どのような影響が想定されるかご説明いたします。
物価上昇の背景
今回の物価上昇はいくつかの要因が重なっていると思われます。
まず世界的に継続してとられた金融緩和政策による金余り現象です。低金利の状態が長く続き、株価上昇をもたらし、再保険市場にも高いリターンを求める資金が入ってきたと伝えられています。
次に感染症の影響です。行動制限、渡航制限により物流が停滞し、人手の確保が難しい状況が続いています。通常業務が継続できず非正規労働者の契約を解除した企業が復職を求めても人員が確保できないといった問題などは顕著な例です。
さらにロシアによるウクライナ侵攻です。
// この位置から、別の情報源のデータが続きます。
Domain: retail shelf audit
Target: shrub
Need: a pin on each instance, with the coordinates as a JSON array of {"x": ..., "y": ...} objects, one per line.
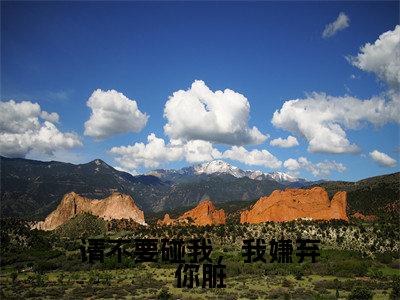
[{"x": 360, "y": 293}]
ロシアからの輸入に頼っていた、原油、ガスなどの供給量が落ち込み資源価格が上昇しています。また欧州の穀物庫と呼ばれたウクライナからの小麦などの輸出が落ち込み、価格上昇のみならず食糧不足が懸念される事態にまで及んでいます。
生命保険
生命保険、損害保険で影響を受けるポイントが異なります。
生命保険は契約した保険の価値が目減りすることが懸念されます。特に終身保険で長期の契約で保険金額が決まっている場合、インフレ状態が続いていくと解約返戻金を含めて将来受け取る保険金の価値が目減りします。
保険会社にとっては集めた資金の運用先利回りの変化という形での影響が考えられます。
損害保険
保険金事故の査定金額がインフレの影響で増加する恐れがある、これが損害保険契約上の課題です。既に再保険会社からも再保険更改時の物価高騰による再保険条件への影響を懸念するコメントを出しています。
再保険更改は引受け年度ごとの成績を精査し条件を交渉していきます。家財保険の保険期間は2年が中心ですので、ある引受け年度の支払いが完了するまで5年ほどかかります。
その期間インフレが進むと想定すると、2023年の時点で条件を確定するためには、期間中の資材、人件費の値上がりを考えて条件提示が行われることが推測できます。
再保険市場がハード化している中、さらなる課題として取り上げられてくると思いますので、対応を考えておく必要があるのではないでしょうか。